Alexandre de la Salle
Extrait du catalogue de l’exposition
« Abstractions Géométriques » – 1986
François Decq part, il y a quelques années, de cette abstraction qu’on dit lyrique.
Le geste, croit-on, enfante la liberté. En fait, il éprouve un sentiment de plus en plus fort d’esclavage, comme s’il s’était laissé piéger par le monde tout fait de la nature.
Il va passer brusquement à l’abstraction géométrique. Le paradoxe n’est qu’apparent : c’est en se donnant un arsenal de règles impérieuses, en leur obéissant, qu’il va accéder à la liberté. En délimitant un territoire personnel, en l’explorant, en le maîtrisant, en mettant à jour ses structures profondes. Cercles, carrés, triangles, courbes et droites, ces figures fondamentales qu’appréciait le Socrate du Philèbe, surgissent ici. Non pour ce qu’elles sont en soi uniquement, mais plus encore pour leurs rencontres, et les échos que, sans fin, elles suscitent.
Leur agencement sévère et allègre permet à François Decq, par-delà cette cohérence justement, d’exprimer son appartenance à un monde qu’il fait basculer vers la culture, vers cette forme de liberté qui nous permet d’organiser notre dépendance première, et de la dépasser.
Participant au mouvement MADI, il sort à son tour du rectangle pour, de la surface peinte, ne retenir parfois que la forme qui s’y déployait, et qui, libérée, s’amarrera directement sur le mur.

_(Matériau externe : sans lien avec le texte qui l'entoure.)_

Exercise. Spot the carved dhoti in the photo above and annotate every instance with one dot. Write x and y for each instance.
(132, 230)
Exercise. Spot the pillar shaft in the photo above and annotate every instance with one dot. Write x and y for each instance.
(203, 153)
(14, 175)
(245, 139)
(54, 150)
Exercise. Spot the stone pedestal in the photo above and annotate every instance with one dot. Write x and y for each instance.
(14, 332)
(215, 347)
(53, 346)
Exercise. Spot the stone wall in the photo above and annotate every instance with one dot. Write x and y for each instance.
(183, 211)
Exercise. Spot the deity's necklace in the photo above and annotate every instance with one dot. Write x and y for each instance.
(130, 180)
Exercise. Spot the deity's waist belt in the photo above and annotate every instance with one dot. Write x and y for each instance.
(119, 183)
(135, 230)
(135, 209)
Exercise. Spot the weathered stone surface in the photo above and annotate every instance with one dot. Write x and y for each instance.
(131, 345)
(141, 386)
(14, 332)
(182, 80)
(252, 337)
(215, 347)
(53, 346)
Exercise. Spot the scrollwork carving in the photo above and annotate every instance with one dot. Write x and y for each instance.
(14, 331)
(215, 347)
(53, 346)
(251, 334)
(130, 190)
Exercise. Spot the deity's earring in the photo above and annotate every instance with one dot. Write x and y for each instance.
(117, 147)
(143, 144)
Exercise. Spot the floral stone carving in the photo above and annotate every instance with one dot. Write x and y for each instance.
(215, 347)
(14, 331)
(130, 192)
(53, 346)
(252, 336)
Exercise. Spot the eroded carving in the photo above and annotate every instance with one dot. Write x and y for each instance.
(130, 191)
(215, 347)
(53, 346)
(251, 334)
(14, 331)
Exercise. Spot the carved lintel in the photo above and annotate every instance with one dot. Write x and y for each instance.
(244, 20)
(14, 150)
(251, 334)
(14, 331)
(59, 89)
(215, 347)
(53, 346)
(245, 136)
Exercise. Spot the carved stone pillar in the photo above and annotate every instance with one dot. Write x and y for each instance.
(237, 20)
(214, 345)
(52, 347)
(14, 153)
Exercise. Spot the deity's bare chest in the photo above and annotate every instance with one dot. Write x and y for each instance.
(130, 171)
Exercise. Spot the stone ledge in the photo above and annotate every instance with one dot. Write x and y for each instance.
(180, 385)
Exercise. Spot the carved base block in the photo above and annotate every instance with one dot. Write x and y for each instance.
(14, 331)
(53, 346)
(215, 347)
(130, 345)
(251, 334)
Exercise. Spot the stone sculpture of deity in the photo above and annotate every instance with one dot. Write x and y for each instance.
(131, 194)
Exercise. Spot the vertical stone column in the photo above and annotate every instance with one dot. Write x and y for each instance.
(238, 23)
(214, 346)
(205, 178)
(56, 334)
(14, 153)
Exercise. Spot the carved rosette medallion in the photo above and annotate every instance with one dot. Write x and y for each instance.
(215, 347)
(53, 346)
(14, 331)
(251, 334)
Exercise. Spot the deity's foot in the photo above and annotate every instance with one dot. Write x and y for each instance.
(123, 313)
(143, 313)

Ainsi François Decq pose à nouveau le problème de la relation ambigüe peinture-objet. Sortie de l’image peinte, la forme sur le mur, se transforme en objet, et de ce fait, cesse d’être une image, l’objet étant lui-même sa propre image.
Cette mutation de la forme entraîne une véritable métamorphose dans le traitement de la couleur. A la nébuleuse des tons proches, aux passages délicats des nuances, aux subtiles superpositions et transparences, succèdent l’euphorie des grands aplats éclatants, et une incroyable jubilation colorée.

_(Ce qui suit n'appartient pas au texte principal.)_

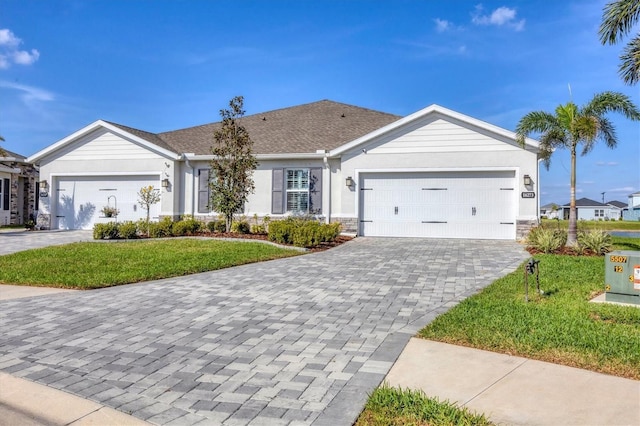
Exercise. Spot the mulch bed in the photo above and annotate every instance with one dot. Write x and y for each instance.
(263, 237)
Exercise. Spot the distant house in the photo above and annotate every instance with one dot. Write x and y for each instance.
(593, 210)
(550, 211)
(632, 211)
(18, 189)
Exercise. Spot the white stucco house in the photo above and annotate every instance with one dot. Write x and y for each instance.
(588, 209)
(434, 173)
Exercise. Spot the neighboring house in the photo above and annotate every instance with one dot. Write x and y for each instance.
(18, 189)
(550, 211)
(434, 173)
(632, 211)
(617, 208)
(592, 210)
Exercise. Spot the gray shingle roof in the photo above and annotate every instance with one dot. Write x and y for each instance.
(618, 204)
(322, 125)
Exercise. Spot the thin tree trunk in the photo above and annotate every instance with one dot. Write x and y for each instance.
(572, 233)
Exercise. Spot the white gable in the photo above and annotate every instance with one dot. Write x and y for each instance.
(438, 135)
(105, 145)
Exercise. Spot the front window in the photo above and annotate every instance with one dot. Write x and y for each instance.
(298, 190)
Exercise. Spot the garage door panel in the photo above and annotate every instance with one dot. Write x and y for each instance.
(80, 199)
(439, 205)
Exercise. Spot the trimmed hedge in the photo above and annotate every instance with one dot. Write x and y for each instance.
(302, 232)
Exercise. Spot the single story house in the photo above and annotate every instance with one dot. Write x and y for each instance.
(587, 209)
(18, 189)
(550, 211)
(633, 207)
(434, 173)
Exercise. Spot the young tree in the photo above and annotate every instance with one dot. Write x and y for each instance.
(231, 177)
(148, 196)
(571, 126)
(618, 18)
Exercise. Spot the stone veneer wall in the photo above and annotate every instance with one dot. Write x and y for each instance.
(523, 227)
(29, 176)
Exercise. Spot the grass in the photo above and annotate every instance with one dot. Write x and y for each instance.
(560, 326)
(95, 265)
(610, 225)
(396, 407)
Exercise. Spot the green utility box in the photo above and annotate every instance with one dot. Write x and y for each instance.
(622, 277)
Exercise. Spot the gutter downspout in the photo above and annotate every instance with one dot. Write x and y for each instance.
(328, 168)
(193, 183)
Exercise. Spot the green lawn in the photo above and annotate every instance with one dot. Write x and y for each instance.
(94, 265)
(560, 327)
(611, 225)
(396, 407)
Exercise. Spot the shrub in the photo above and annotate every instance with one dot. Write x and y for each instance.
(161, 229)
(258, 229)
(546, 240)
(241, 227)
(127, 230)
(187, 226)
(302, 232)
(102, 231)
(599, 242)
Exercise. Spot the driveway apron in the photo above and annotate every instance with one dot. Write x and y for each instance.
(292, 341)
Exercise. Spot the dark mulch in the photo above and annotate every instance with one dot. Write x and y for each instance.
(323, 246)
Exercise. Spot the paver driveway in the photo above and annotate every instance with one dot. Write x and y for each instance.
(292, 341)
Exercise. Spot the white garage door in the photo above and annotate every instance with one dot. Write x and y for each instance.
(80, 199)
(439, 204)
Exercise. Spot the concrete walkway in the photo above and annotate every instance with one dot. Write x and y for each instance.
(292, 341)
(516, 391)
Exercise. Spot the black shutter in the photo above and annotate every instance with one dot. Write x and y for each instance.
(277, 192)
(315, 190)
(6, 194)
(203, 191)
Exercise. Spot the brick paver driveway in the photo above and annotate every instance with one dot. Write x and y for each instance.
(291, 341)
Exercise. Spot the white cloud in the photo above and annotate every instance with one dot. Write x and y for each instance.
(442, 25)
(9, 52)
(29, 93)
(502, 16)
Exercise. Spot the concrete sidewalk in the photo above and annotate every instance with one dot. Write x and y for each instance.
(516, 391)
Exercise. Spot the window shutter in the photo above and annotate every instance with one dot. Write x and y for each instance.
(5, 194)
(315, 190)
(277, 192)
(203, 191)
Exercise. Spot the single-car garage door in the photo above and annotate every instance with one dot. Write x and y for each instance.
(80, 199)
(475, 204)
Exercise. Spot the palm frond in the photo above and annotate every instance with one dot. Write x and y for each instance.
(629, 68)
(618, 19)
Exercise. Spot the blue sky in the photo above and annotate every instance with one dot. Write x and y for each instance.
(164, 65)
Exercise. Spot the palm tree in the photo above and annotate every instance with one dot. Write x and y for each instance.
(571, 126)
(618, 18)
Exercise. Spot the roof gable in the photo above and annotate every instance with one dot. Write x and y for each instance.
(430, 115)
(97, 126)
(323, 125)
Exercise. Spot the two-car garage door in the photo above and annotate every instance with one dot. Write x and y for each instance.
(80, 199)
(474, 204)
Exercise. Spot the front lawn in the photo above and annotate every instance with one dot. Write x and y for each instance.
(95, 265)
(560, 326)
(605, 225)
(397, 407)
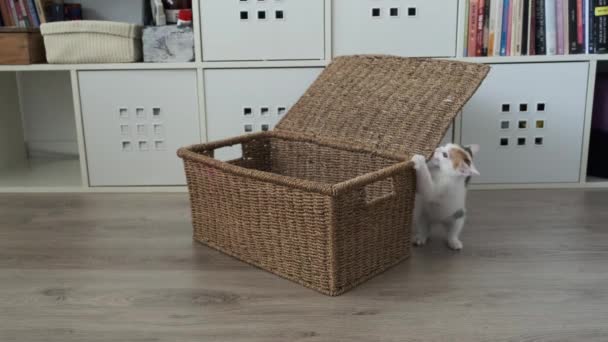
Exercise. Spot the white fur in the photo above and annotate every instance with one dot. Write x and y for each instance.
(441, 192)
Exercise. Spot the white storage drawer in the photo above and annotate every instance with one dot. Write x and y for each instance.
(263, 30)
(134, 121)
(398, 27)
(251, 100)
(528, 120)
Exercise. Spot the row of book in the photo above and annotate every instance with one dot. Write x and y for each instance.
(536, 27)
(31, 13)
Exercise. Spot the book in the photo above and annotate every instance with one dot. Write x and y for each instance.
(532, 29)
(592, 29)
(31, 8)
(472, 28)
(27, 13)
(494, 28)
(586, 26)
(13, 9)
(510, 28)
(601, 19)
(516, 30)
(22, 13)
(559, 12)
(550, 28)
(479, 33)
(504, 28)
(573, 46)
(54, 12)
(520, 26)
(540, 43)
(498, 26)
(466, 29)
(6, 13)
(580, 39)
(525, 28)
(565, 21)
(486, 27)
(40, 9)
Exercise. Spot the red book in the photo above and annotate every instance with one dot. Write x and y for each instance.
(20, 18)
(579, 22)
(479, 33)
(472, 49)
(509, 27)
(6, 14)
(532, 40)
(28, 12)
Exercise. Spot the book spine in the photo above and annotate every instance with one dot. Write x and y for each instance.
(486, 27)
(34, 14)
(472, 28)
(532, 29)
(498, 27)
(559, 12)
(592, 28)
(572, 27)
(465, 51)
(504, 38)
(525, 32)
(27, 13)
(586, 25)
(6, 14)
(492, 28)
(540, 44)
(602, 26)
(550, 28)
(16, 18)
(23, 13)
(517, 28)
(580, 39)
(479, 33)
(566, 22)
(510, 28)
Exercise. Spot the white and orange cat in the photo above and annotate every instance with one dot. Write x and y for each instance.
(441, 192)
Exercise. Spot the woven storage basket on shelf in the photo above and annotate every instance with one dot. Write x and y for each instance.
(326, 198)
(92, 41)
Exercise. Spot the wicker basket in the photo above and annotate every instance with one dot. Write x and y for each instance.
(91, 41)
(326, 198)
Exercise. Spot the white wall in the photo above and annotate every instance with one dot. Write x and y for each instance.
(48, 113)
(12, 149)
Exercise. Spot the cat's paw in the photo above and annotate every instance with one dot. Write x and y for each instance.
(455, 244)
(418, 160)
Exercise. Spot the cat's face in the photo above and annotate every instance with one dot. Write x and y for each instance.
(455, 160)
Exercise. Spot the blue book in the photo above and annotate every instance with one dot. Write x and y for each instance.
(504, 28)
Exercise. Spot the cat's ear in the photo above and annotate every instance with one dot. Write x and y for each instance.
(473, 148)
(468, 170)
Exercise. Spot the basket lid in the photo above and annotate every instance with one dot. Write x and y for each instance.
(394, 105)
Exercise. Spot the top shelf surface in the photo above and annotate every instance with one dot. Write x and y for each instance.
(252, 64)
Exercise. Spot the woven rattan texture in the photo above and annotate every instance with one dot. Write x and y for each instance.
(390, 104)
(326, 199)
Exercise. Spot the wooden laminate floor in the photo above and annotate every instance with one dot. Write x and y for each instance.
(108, 267)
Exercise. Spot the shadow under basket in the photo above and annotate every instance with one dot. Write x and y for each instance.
(326, 199)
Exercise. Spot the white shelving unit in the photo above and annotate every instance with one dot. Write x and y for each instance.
(21, 170)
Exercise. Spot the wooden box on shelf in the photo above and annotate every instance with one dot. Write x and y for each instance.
(21, 46)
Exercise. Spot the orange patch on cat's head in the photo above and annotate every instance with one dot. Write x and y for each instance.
(459, 156)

Peintre de l’équilibre, de l’harmonie, les œuvres de François Decq sont d’un même élan peinture, objets-reliefs, et même parfois, au terme d’une allusive et ironique alchimie, faux objets du monde industriel, sorte d’écho purifié du Pop-Art.
Alexandre de la Salle – 1986
Extrait du catalogue de l’exposition « De l’Image à l’Objet » – 1989
La marionnette qu’il avait abandonnée inerte, le soir dans son atelier, au petit matin, le vieux Gepetto la retrouve vivante et animée.

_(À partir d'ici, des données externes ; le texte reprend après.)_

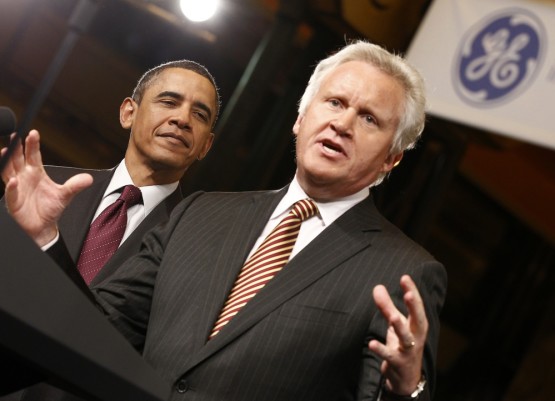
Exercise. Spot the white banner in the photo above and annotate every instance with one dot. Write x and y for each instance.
(491, 64)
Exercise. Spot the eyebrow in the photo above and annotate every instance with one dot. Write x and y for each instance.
(180, 97)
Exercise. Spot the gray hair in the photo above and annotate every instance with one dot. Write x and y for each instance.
(413, 118)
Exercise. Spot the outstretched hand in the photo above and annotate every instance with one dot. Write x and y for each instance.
(32, 198)
(403, 350)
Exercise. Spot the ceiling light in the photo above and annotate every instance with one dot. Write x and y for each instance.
(199, 10)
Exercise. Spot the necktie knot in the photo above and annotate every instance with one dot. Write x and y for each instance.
(106, 233)
(131, 195)
(304, 209)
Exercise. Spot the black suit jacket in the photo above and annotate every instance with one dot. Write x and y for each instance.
(76, 219)
(303, 337)
(73, 226)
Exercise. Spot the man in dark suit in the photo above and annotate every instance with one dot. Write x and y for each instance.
(353, 315)
(170, 116)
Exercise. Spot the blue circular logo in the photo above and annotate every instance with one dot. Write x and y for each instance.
(499, 57)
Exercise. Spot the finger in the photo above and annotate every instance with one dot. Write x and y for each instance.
(415, 305)
(32, 149)
(394, 317)
(76, 184)
(17, 160)
(381, 350)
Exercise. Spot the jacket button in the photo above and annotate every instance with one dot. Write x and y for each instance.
(182, 386)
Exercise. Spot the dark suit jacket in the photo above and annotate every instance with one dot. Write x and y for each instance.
(303, 337)
(73, 226)
(76, 219)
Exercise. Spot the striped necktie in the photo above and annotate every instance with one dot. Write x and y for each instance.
(266, 262)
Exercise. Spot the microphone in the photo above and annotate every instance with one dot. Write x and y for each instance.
(7, 121)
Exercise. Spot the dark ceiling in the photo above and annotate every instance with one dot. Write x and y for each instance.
(482, 203)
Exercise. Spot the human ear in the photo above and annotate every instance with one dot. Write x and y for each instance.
(127, 112)
(206, 147)
(297, 125)
(392, 161)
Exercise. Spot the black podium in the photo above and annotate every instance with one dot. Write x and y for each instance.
(51, 327)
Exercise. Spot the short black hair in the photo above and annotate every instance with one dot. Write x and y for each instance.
(149, 76)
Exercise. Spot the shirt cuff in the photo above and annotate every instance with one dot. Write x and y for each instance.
(49, 245)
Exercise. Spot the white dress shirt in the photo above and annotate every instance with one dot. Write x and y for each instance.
(328, 212)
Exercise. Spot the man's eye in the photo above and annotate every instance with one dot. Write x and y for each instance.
(369, 119)
(202, 116)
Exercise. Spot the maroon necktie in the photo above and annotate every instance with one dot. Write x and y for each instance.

Le même jeu farceur s’est introduit dans l’œuvre de François Decq.
Par glissements imperceptibles, par dérobades successives, trop à l’étroit sur l’espace clot de la toile, les formes chrysalides ont pris leur envol, et, comme d’immenses coléoptères ou de mystérieux cerf-volants, elles sont venues se poser sur le mur, pour y laisser trace d’un signe solaire.
A conjuguer tour à tour forme et spatialité de la surface peinte, le travail de François Decq s’inscrit dans la grande tradition de l’art abstrait construit, celle où les novateurs ne font pas forcément les pieds au mur, mais, comme les jardiniers millénaires, mariant les espèces, parviennent à faire éclore d’étonnantes proliférations.
Ici d’une maitrise technique absolue.